Michele Mazzola, Lorenzo Morini, Jacopo Crippa, Marianna Maspero, Andrea Zironda, Alessandro Giani, Paolo De Martini, Giovanni Ferrari
How I do it, no. 3, 2020
Article DOI: 10.21614/chirurgia.115.3.385
Introduction: Laparoscopic pancreaticoduodendectomy is still rarely adopted due to its inherent complexity. We hereby present our experience of laparoscopic pancreaticoduodenectomy focused on technical notes.
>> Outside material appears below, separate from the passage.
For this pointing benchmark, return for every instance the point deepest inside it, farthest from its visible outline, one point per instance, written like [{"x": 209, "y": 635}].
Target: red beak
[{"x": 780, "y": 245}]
Technical description: A 5 trocars technique is used. Vision is provided by a 30 degree scope with 4K technology for the demolitive phase and 3D for the reconstructive phase. The right colic flexure is mobilized and an extensive Kocher maneuver is carried out exposing the inferior vena cava and left renal vein.
The gastric antrum is resected with a mechanical stapler. The common hepatic artery is identified behind the superior pancreatic margin; lymphadenectomy of stations 7, 8, 9, 12 a and b is performed, until the gastroduodenal artery is cleared from the lymphatic tissue; a bull-dog clamp is placed to interrupt the arterial flow through the gastroduodenal artery, in order to exclude aberrant vascularization of the liver from the SMA.
The common hepatic duct is transected just above the cystic duct. The pancreas is sectioned with monopolar energy, dividing the main pancreatic duct 2-3 mm distal to the parenchymal transection line with cold scissors, as to leave a stump that will facilitate the duct-to-mucosa anastomosis then the first jejunal loop is sectioned.
A complete dissection of the mesopancreas is performed, moving from a caudal to cephalad fashion. Prior to perform the pancreatico-jejunal anastomosis, a fistula risk score based on pancreatic parenchymal texture, tumor type, Wirsung diameter, intraoperative blood loss is assessed. The pancreatico-jejunal anastomosis is carried out using prolene and pds sutures. The end-to-side hepaticojejunostomy is performed about 10 cm distant from the pancreaticojejunostomy. The side to- side gastrojejunostomy is performed using a 60 mm linear stapler.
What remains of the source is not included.